MARIA ORYSZCZAK: Czy w XXI wieku krótkofalarstwo ma sens, kiedy prawie każdy ma telefon komórkowy, kiedy powszechny jest internet , Messenger, Skype i SMS-y?
MICHAŁ SADOWSKI: - Kiedy mówię o krótkofalarstwie, to wielu osobom kojarzy się ono z łącznością wojskową, CB radiem, w ogóle z jakąś zamierzchłą technologią. Tymczasem jest to najszybsza i najpewniejsza linia łączności. Polega na nawiązywaniu łączności radiowych za pomocą radiostacji na wydzielonych pasmach częstotliwości. Dodatkowo to łączność niezawodna, gdy zdarzy się np. klęska żywiołowa. Kiedy zabraknie Internetu, kiedy padnie sieć komórkowa, krótkofalowcy nadal mają łączność i mogą pomagać innym.

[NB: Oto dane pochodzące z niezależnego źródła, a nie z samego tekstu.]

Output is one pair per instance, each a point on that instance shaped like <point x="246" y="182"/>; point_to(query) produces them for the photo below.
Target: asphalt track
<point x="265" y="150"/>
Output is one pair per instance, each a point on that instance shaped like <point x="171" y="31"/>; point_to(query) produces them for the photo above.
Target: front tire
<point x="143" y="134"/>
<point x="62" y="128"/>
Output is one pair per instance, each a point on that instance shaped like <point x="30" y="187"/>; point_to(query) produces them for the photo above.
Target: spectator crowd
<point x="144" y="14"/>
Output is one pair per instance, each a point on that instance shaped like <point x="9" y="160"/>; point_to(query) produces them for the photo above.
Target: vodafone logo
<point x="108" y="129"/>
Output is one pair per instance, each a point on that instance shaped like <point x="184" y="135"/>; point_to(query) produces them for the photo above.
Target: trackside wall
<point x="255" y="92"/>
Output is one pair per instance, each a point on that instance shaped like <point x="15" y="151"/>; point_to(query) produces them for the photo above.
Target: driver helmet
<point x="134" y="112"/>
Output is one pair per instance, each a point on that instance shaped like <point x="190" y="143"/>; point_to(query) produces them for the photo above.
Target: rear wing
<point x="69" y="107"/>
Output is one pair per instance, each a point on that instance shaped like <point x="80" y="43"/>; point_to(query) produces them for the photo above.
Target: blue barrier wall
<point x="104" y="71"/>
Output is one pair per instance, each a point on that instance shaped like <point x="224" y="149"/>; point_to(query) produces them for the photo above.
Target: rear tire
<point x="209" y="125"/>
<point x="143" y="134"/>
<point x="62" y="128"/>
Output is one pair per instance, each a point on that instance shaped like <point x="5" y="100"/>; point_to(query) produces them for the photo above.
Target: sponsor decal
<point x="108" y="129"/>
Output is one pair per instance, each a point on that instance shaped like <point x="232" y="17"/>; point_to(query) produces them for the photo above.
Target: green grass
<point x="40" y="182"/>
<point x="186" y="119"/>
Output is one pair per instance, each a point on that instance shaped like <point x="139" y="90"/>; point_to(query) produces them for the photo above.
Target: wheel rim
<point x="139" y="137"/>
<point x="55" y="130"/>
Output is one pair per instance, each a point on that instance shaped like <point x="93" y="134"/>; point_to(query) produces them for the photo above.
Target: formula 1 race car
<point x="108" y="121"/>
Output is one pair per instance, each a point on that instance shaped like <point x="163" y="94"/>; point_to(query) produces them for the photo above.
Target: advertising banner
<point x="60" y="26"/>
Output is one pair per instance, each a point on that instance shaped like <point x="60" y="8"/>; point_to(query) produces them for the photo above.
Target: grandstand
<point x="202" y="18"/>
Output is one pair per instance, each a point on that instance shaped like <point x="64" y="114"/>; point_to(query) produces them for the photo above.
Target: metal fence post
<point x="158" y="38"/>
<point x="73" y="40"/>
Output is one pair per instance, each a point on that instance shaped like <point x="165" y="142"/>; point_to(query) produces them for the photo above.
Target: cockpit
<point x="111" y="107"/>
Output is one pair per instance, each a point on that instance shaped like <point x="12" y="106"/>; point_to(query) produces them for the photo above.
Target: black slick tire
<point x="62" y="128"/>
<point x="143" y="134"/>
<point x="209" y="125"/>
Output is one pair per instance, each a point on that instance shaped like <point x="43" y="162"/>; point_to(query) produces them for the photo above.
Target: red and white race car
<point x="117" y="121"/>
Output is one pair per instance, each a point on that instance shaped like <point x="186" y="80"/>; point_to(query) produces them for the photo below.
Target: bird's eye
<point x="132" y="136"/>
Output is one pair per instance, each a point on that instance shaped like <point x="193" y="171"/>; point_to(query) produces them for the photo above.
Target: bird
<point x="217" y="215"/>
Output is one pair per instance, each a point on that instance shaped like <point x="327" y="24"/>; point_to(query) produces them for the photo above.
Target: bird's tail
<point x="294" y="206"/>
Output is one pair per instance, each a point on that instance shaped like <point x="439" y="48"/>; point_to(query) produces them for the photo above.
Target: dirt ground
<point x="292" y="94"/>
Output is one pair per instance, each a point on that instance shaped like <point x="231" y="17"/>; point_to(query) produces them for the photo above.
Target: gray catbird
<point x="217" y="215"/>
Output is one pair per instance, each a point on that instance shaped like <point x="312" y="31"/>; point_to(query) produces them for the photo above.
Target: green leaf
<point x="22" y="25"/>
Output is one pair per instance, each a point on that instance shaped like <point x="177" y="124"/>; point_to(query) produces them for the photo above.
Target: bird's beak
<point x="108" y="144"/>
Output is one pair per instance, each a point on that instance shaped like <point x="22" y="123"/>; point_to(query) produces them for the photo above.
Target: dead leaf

Największą akcją kojarzoną z krótkofalowcami była powódź w 1997 roku w Opolu i Wrocławiu. Dostęp do Internetu czy komórki nie był tak powszechny, a profesjonalne systemy łączności służb niestety zawiodły. Garstka krótkofalowców zebrała się i cały czas utrzymywała niezbędny kontakt radiowy między stacjami dyspozytora, a jednostkami ratowniczymi.
Nasz brodnicki klub łączności ma także umowę na współdziałanie ze służbami ratunkowymi w czasie klęsk żywiołowych.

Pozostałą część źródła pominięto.